In the middle of 2018, developers of NetFilter subsystem from Linux decided to consider iptables a legacy.  This has been announced on their Netfilter Workshop 2018 on June 16 (http://ral-arturo.org/2018/06/16/nfws2018.html).

There is every likelihood that in the future core revisions, the xt_ * modules development for iptables will be suspended with only hotfixes being acceptable. Instead, the developers will focus on the evolvement of a new nftables subsystem and functionality upgrade.

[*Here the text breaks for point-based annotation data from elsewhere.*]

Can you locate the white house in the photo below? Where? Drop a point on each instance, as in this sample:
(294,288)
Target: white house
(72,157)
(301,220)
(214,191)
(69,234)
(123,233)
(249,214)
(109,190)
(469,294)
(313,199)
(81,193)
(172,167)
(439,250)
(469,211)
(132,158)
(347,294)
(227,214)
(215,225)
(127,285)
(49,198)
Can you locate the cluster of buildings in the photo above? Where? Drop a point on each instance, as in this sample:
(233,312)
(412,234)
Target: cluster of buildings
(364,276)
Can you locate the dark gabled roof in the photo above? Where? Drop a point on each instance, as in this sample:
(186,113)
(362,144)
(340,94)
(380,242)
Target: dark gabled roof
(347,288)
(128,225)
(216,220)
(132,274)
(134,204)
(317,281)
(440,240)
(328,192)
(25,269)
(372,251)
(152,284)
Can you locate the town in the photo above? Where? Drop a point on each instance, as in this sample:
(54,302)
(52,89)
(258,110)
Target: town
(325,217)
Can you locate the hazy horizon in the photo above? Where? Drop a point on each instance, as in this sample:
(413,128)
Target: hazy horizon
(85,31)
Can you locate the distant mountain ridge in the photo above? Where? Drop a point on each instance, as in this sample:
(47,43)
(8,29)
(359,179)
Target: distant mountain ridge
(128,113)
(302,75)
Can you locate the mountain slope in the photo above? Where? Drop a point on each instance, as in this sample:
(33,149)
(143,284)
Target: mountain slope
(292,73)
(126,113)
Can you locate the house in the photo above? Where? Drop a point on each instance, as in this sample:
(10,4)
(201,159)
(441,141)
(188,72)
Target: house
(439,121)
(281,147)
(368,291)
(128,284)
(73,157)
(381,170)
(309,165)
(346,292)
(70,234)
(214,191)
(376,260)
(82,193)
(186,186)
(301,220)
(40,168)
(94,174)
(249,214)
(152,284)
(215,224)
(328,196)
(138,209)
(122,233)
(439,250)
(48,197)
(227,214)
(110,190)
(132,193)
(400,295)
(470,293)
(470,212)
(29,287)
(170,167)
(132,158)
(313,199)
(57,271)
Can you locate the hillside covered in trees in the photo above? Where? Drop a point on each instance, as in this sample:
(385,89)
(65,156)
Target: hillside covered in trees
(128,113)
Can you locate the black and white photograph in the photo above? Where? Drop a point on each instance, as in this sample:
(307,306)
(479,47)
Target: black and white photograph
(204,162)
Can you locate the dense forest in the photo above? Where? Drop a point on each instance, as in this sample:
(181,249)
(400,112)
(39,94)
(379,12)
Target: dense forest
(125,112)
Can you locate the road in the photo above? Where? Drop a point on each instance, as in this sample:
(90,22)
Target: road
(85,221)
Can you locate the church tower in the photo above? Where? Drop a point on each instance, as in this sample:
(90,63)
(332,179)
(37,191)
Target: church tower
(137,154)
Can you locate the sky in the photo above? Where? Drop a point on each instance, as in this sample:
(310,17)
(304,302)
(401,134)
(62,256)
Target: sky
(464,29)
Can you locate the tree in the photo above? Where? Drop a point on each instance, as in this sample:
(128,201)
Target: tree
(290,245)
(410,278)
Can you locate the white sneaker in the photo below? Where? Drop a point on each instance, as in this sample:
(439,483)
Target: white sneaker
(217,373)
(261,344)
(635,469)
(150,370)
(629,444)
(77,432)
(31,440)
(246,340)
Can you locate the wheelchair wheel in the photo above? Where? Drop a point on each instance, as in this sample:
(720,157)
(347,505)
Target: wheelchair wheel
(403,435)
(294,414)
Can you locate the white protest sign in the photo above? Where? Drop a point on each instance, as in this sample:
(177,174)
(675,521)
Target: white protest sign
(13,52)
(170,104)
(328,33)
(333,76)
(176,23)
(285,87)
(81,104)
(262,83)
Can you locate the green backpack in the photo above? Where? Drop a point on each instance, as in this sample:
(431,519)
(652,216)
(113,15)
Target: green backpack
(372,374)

Let us leave ‘off screen’ those things about the time-proved ‘old ox’ that did not sit well with the developers and simply take up enumerating new system’s features visible to the administrators, i.e. the ultimate users familiar with the iptables:

  • The absence of the usual built-in chains of algorithms and tables such as INPUT, FORWARD, OUTPUT, etc. The user specifies and names the tables (raw, filter, nat, mangle) and chains himself. For this you need a deeper understanding of the Netfilter system running and a more contemplative reading of a diagram in its documentation. It is possible to specify the customarily used chains with customary names, in which case the unused tables and algorithm chains in your firewall configuration simply will not occupy corememory space and thus save some CPU resources too.
  • A built-in host of functions that is partially covering the ipset utility capabilities.
  • A consolidation of iptables, ebtables, arptables, ip6tables in 1 utility with a single core and userspace codebase, which is essential for the users of KVM + Linux bridge visualization with complex anti-spoofing filters and MAC and IP whitelists.
  • Packet and byte counters are optional and, if considered necessary, have to be specified explicitly – in the new terminology, it is a nonterminating action.
  • Completely rewritten syntax, which can be considered as a plus as well as a minus depending on the standpoint, as will be referred to below.
  • Covers about 75% of all the iptables modules host of functions. For more information visit https://wiki.nftables.org/wiki-nftables/index.php/Supported_features_compared_to_xtables . Functional support is gradually increasing and new filter modules appear in the later versions of the core.

New syntax drawbacks:

  • The necessity to learn another syntax, which takes up time. And you still need to remember both syntaxes, since the old one is still in use. This drawback is partially compensated by the iptables-translate program.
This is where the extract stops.